Domain Driven Design (DDD)

In his seminal book, Domain Driven Design Eric Evans “explains how to incorporate effective domain modeling into the software development process”. The cornerstones of Domain Driven Design are: Ubiquitous Language (between “the business”, “the techies” and the code), Bounded Contexts (in which consistency is important only within the boundary), Building blocks (like Entities, Value objects and Aggregate Roots).

You can do Event Driven Architecture without it, but why would you? DDD gives us the tools to define our bounded contexts, which give us our services. Modelling the domain helps us identify the events that are important to the domain.

Inside the box/Micro Architecture

Command Query Responsibility Segregation (CQRS)

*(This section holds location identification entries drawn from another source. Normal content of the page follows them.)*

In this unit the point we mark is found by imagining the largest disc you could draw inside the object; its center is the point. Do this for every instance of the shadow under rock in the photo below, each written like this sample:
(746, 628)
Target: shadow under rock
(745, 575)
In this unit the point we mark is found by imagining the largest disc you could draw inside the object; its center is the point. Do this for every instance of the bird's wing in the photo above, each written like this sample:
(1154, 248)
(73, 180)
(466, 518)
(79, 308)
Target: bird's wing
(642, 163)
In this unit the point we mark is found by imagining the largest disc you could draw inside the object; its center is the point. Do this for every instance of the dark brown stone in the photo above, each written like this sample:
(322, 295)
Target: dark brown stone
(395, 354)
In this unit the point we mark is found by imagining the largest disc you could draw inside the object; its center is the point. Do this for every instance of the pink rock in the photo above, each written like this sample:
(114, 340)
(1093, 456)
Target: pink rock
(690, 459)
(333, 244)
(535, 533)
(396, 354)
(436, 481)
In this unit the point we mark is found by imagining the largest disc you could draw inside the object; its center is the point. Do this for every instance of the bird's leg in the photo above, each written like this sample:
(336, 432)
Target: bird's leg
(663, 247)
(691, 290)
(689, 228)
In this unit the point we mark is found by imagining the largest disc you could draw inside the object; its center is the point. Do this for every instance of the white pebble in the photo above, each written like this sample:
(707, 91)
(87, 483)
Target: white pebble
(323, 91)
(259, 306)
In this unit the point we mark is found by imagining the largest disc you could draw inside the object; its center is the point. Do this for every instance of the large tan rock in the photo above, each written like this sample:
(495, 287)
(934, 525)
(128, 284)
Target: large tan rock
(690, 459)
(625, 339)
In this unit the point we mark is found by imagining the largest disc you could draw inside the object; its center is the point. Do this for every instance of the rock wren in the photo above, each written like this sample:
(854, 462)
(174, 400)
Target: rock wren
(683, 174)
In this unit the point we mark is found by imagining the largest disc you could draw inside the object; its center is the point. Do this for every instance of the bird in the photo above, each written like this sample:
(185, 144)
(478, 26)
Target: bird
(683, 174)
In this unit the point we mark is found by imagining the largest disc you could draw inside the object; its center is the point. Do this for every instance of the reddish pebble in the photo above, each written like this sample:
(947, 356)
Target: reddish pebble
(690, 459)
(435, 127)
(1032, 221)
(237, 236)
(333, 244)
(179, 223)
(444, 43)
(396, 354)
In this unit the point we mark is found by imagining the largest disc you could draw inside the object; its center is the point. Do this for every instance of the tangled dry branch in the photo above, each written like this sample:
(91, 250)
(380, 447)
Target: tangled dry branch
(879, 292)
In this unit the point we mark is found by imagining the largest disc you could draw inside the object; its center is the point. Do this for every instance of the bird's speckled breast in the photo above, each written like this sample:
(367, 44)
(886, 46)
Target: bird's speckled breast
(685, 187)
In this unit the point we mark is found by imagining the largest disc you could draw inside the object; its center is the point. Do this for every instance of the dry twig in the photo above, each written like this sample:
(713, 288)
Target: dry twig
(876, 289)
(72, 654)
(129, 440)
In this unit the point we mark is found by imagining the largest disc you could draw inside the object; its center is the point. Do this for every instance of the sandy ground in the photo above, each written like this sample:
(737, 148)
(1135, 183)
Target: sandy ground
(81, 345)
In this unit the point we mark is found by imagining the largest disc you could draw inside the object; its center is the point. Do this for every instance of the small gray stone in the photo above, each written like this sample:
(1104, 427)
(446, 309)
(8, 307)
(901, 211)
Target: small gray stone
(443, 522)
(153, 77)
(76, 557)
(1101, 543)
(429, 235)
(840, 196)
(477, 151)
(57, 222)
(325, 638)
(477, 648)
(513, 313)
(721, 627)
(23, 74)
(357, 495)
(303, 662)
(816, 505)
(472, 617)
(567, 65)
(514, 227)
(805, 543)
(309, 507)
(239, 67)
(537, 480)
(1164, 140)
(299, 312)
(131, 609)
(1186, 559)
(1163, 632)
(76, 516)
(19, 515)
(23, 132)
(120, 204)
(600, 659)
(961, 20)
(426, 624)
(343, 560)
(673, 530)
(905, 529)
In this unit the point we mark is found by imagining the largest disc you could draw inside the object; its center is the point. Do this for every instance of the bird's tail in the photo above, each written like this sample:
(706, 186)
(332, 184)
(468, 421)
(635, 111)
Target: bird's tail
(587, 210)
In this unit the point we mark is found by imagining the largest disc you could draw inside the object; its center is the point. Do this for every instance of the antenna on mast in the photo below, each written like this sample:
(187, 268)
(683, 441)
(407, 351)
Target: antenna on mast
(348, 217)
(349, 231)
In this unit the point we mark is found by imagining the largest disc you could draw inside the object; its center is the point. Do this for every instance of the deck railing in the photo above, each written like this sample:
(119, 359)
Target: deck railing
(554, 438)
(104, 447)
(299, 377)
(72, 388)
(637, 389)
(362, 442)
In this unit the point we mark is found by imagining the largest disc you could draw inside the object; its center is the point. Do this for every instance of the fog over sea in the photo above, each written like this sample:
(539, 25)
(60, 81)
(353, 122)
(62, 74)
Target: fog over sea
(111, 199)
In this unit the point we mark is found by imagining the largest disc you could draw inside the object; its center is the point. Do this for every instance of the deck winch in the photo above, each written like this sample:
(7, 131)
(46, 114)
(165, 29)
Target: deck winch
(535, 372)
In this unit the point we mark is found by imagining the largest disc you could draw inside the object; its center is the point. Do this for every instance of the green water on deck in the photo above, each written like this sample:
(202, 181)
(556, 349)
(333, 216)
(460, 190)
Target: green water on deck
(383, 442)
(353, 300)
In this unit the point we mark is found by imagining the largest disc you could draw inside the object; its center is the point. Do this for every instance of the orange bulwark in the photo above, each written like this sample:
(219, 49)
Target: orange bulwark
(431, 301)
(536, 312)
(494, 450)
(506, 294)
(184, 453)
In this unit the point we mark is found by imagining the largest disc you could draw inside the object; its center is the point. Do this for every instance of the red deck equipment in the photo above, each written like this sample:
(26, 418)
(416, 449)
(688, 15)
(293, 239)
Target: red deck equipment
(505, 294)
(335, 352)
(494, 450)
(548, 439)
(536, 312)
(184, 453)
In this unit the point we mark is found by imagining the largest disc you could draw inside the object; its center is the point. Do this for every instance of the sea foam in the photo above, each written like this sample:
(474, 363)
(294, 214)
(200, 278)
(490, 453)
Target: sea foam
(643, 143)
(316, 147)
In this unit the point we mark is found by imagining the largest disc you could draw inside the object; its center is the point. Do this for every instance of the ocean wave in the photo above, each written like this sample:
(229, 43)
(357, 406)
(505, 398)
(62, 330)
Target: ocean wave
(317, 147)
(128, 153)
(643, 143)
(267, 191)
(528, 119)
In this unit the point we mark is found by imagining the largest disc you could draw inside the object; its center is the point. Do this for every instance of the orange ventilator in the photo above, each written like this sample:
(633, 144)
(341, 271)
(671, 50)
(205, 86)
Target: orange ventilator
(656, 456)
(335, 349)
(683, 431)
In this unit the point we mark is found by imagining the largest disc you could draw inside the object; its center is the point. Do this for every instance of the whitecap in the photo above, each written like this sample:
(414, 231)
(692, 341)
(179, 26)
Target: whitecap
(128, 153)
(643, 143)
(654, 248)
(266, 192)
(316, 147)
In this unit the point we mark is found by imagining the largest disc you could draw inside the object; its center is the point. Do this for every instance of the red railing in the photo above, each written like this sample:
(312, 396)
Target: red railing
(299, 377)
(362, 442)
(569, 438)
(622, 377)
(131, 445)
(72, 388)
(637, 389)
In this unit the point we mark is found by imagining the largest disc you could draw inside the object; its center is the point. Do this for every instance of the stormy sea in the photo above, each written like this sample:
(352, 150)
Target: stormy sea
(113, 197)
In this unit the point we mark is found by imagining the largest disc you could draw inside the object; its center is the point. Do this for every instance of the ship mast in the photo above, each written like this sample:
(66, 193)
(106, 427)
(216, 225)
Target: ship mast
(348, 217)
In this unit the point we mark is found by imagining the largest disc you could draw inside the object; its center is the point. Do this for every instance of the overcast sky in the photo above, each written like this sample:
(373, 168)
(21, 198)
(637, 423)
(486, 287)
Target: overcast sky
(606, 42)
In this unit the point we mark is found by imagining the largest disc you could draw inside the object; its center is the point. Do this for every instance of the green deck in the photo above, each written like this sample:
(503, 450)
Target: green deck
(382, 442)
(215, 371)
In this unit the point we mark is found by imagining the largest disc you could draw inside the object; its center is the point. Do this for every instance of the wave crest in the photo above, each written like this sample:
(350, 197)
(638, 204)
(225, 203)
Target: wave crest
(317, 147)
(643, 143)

CQRS is a way to separate doing actions (commands) from read requests (queries). Although this style might seem obvious today, and contemporary frameworks have this as the norm, this technique was adopted in a time when services were not RESTful and actions and queries were all together in a request (if you’ve ever worked on a ASP codebase are you know what I’m talking about).

At an extreme, some implement this with separate deployable services for commands (things that change state) and queries (things that read current state). Technologies that support this approach include GraphQL and ElasticSearch.

I prefer to take a more tempered approach. Commands and Queries are served from the same deployable service. To enable the separation The service API follows RESTful verbs : POST, PUT and DELETE are used for Commands and GET is used for Queries. Although some systems enforce the separation of commands and reads in the controller (ie a controller only responds to Get and other controllers only respond to Post) we take a relaxed approach a mix these methods in the one controller.

Commands can be wrapped in a Commit Transaction, where Queries can be wrapped in a rollback transaction. Convention tests help us enforce this separation.

Event Sourcing

Event sourcing is a data storage technique that stores state changes as opposed to the current state of an object. Current state is reconstituted by replaying the state changes. This allows the system to not only know the current state but also past states as well.

A great example of an event-sourced system is Git. Git stores the delta commits, and calculates the current state by applying the delta commits (changes) from an initialised state.

Although it can work well with Event Streaming, it is important to note that Event Sourcing is a separate concept. Event Sourcing applies to the database (and the ORMs) and is therefore a concern of Inside the Box architecture.

Let’s consider our Restaurant. At night, the Kitchen is busy making orders and announcing “Steak and Chips for table 26”. The Stockroom could listen to each of these messages and reduce its Steak quantity each time it hears this event. But the Stockroom only orders in the morning. So instead, when it makes the order to restock, it replays all the “Steak …” events, as well as “Steak received” events to determine stock levels.

To Conclude

We’ve built up a nice little Restaurant system now, formed around our domain boundaries, broadcasting Events to each other, issuing commands when needed and event sourcing stock levels. Our system is easy to understand, no spaghetti communication between services and no centralized orchestration. We have easily developed and created nice isolated tests without requiring the whole restaurant to be assembled locally.

As you can see, all these concepts are complementary to each other, and whilst they have their differences, they work very well together. I hope this provides enough explanation of each to help progress you on your EDA journey.